Menurut Simon, upaya mencapai swasembada energi harus ditempuh secara terukur, cepat, dan mengedepankan keselamatan. Ia menilai pertumbuhan konsumsi energi yang terus meningkat tidak diimbangi produksi yang stagnan, sementara para pelaku migas berupaya keras memperlambat natural decline di berbagai wilayah kerja.
“RUU Migas adalah solusi strategis yang tadi kami catat sebagai solusi yang bisa memberikan hasil terbaik, cepat, dan tentunya selamat,” kata Simon dalam RDP dengan Komisi XII DPR RI di Kompleks Parlemen, Senayan, Jakarta, Senin (17/11/2025).
Pertamina menilai tekanan global menambah kompleksitas tantangan sektor migas. Penurunan harga minyak melemahkan margin dan profitabilitas, sedangkan investasi hulu mengalami tren penurunan. Kondisi tersebut memperbesar kebutuhan pendanaan untuk menjaga cadangan migas tetap tinggi. Simon menyebut tanpa dukungan regulasi yang memadai, daya tarik investasi berpotensi melemah dan ketahanan energi nasional dapat terancam.

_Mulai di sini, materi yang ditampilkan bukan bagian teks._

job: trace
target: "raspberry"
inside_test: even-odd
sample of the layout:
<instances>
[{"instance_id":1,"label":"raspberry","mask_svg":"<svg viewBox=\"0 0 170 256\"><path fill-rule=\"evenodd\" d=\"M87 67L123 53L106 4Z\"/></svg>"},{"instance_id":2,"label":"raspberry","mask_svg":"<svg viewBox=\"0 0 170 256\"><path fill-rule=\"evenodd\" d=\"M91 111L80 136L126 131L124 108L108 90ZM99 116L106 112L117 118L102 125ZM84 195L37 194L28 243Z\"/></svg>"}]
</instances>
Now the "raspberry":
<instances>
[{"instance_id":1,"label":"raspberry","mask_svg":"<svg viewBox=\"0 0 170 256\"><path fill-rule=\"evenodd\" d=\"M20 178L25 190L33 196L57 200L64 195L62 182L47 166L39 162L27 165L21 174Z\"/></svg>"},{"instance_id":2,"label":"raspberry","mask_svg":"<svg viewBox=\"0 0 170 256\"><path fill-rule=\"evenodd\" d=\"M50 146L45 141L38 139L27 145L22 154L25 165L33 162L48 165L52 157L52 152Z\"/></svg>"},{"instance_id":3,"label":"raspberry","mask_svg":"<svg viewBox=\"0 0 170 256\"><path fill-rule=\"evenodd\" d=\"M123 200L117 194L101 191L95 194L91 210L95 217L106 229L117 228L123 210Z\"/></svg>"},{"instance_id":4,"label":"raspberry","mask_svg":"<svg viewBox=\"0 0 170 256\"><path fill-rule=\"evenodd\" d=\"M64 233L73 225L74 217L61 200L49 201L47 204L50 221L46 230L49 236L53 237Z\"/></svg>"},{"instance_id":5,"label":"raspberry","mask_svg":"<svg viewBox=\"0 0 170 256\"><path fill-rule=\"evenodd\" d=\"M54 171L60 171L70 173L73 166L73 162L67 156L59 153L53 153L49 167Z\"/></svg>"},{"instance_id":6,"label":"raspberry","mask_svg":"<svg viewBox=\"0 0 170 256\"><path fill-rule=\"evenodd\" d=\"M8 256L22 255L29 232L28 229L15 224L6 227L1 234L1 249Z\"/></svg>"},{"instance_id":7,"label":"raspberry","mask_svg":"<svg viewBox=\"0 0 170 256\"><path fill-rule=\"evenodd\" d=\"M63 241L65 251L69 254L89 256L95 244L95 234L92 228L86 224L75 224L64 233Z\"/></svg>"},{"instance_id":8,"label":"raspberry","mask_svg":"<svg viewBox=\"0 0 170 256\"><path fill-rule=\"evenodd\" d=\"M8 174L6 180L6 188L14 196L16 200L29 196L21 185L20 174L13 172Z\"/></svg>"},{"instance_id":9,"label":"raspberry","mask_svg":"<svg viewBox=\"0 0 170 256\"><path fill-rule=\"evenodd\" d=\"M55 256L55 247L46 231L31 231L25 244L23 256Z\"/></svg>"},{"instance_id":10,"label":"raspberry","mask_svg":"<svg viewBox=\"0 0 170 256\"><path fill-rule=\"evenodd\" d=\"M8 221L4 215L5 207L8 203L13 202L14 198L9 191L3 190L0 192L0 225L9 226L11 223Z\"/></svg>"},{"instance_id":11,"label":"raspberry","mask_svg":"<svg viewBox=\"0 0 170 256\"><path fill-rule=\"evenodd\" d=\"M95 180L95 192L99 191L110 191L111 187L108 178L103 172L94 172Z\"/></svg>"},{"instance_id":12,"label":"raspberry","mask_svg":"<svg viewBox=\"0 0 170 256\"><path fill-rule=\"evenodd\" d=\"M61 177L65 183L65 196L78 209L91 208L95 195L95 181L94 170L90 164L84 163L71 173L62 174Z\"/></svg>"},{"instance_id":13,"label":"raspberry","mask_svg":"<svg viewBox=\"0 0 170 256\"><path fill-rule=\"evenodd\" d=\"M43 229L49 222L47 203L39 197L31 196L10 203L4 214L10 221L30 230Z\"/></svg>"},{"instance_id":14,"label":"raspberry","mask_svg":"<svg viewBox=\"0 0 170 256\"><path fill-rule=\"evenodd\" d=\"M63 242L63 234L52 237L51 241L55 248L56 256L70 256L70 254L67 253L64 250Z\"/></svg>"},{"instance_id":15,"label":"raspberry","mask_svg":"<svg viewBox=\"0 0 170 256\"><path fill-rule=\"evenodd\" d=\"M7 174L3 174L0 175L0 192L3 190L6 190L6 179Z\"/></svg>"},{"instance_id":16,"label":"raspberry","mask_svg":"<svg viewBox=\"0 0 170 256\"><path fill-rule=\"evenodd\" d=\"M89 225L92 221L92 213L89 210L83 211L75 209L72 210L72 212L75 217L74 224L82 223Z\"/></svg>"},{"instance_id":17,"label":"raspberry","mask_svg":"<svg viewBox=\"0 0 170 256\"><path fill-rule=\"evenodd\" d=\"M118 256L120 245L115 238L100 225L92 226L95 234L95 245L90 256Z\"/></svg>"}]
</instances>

RUU Migas dipandang sebagai instrumen strategis untuk memperkuat fondasi sektor energi. Simon menerangkan revisi aturan diharapkan dapat mendorong penambahan cadangan migas, memperkuat ketahanan energi, serta mendukung kemandirian nasional dalam pemenuhan kebutuhan energi. Ia menilai kebijakan yang tepat mampu memberikan efek pengganda bagi industri dan menegakkan kelembagaan hulu migas sesuai amanat konstitusi.
“Dengan demikian, RUU Migas tidak hanya sekadar merevisi aturan tetapi menjadi lokomotif transformasi energi nasional,” ujar Simon.
Pertamina menekankan sejumlah aspirasi dalam penyempurnaan beleid tersebut. Pertama, aspek kelembagaan hulu migas yang mengacu pada pertimbangan Mahkamah Konstitusi, termasuk penunjukan BUMN sebagai pemegang konsesi yang dapat bekerja sama dengan badan usaha. Kedua, penyusunan perencanaan hulu–hilir melalui RUMGN dan RUPMG sebagai dasar hukum investasi yang selaras dengan kebijakan energi nasional. Ketiga, kepastian fiskal dan perpajakan yang disesuaikan dengan keekonomian wilayah kerja, terutama untuk deep water, enhanced oil recovery, migas nonkonvensional, lapangan tua, inisiatif dekarbonisasi, serta implementasi konsep ring fencing.
Simon juga menyoroti pentingnya pembentukan petroleum fund yang dikelola BUK Migas untuk mendukung eksplorasi, pengembangan infrastruktur, dan program dekarbonisasi. Ia menilai pendekatan yang terukur akan membantu mengubah tantangan struktural menjadi peluang penguatan kedaulatan energi nasional.